One possible reason that EFIRM showed less signal variations and performed better in saliva could be that EFIRM has a higher analytical sensitivity than ddPCR. We determined the relative sensitivity/limit of detection (LOD) of ddPCR and EFIRM using mimic ctDNA samples prepared from sheared gDNA (140–200 bp) of human lung cancer cell lines HCC827 and H1975 harboring exon 19-del and L858R mutations, respectively [15]. Serially diluted, sheared gDNA samples (140–200 bp) were used for linearity and limit of detection (LOD) determination by ddPCR and EFIRM. Both ddPCR and EFIRM showed a high degree of linearity (Supplementary Figure S1). In evaluating the LOD based on the standard deviation of the response and the slope in the linear region, the LODs of EFIRM detection for exon 19-del and L858R were determined to be 7.3 and 8.9 genome equivalents (Supplementary Figure S1A,B), respectively, while ddPCR’s LODs were 8.2 genome equivalents for exon 19-del detection and 4.9 genome equivalents for L858R detection (Supplementary Figure S1C,D). Overall, the sensitivities/LOD of EFIRM and ddPCR assays were comparable for exon 19-del and L858R ctDNA detection.

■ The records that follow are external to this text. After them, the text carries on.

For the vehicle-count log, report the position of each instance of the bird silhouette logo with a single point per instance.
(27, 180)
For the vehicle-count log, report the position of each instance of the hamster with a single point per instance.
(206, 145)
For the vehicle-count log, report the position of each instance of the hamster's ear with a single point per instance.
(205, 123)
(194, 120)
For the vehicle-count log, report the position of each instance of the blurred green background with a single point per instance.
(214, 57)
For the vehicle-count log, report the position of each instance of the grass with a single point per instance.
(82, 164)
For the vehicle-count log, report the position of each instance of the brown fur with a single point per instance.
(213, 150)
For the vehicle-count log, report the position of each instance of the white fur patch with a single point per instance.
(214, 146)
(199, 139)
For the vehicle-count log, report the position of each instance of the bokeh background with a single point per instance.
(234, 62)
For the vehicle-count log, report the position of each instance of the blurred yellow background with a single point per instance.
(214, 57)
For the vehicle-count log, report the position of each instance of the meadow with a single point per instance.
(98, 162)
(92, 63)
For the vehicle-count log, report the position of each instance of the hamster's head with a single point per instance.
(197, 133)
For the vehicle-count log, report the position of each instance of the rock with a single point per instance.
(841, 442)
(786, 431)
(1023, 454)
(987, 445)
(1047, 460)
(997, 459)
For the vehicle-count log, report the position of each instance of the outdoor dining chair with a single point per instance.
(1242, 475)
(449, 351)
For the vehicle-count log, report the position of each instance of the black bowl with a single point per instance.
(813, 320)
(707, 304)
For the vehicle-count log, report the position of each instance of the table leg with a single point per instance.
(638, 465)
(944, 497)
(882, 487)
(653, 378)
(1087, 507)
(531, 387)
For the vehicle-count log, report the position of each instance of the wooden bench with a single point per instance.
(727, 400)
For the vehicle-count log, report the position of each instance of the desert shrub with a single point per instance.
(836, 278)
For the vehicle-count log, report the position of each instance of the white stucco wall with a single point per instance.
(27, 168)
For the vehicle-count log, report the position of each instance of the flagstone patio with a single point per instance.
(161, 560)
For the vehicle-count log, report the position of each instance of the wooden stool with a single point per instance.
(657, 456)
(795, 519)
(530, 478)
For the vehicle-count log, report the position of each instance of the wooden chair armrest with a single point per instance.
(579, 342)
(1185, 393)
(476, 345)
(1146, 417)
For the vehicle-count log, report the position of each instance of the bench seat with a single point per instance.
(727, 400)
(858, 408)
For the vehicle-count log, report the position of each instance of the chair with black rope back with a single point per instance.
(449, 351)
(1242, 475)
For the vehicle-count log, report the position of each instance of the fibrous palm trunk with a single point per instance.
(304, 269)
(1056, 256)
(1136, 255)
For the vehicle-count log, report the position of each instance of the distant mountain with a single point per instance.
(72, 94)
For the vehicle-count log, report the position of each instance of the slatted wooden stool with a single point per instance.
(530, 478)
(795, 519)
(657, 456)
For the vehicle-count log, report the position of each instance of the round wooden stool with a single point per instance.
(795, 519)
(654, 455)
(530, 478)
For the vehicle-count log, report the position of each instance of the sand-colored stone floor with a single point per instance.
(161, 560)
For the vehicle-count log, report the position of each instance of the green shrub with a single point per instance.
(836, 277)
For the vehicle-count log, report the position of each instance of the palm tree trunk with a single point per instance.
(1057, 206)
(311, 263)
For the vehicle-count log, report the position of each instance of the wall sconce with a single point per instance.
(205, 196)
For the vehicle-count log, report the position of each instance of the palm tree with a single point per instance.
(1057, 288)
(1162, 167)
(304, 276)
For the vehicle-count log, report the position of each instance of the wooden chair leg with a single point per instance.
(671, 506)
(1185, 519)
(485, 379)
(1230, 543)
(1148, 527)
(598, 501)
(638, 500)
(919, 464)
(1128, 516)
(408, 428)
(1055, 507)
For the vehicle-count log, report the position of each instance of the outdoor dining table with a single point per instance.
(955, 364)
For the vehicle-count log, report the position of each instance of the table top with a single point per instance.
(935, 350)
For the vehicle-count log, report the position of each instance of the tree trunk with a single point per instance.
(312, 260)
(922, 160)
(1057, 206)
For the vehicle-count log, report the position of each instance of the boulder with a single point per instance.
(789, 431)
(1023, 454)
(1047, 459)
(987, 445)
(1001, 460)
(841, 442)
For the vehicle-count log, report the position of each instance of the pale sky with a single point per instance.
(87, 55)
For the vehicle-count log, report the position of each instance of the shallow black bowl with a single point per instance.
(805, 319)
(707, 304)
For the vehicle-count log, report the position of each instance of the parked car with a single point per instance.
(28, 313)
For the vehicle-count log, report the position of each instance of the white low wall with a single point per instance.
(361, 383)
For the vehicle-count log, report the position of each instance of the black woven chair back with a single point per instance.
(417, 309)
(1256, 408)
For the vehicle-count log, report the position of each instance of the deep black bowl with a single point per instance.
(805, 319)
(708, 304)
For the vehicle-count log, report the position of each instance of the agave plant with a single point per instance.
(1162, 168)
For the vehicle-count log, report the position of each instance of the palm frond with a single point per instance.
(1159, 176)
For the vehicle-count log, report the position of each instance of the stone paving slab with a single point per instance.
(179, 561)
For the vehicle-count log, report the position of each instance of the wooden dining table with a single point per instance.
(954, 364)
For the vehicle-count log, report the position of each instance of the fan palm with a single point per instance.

2.2. Size of ctDNA Fragments Impact EFIRM and ddPCR Detection
Another possible factor for EFIRM’s enhanced performance in clinical samples could be the fragmentation of ctDNA. Theoretically, ddPCR and other PCR-based methods can only amplify the ctDNA fragments longer than the amplicon length (usually longer than 70 bp) and containing both primer binding sites. The fragmentation of ctDNA targets will affect the sensitivity of ddPCR. However, EFIRM is an electric field-enhanced molecular hybridization assay with a capture probe as short as 9 nt followed by a detector probe (~20 nt). The theoretical minimal physical requirements for EFIRM detection of ctDNA are 30 bp. [26,27] The differential physical requirements of target ctDNA for EFIRM and ddPCR led us to hypothesize that there are PCR-undetectable ctDNA targets in bodily fluids of NSCLC patients that can be detected by EFIRM.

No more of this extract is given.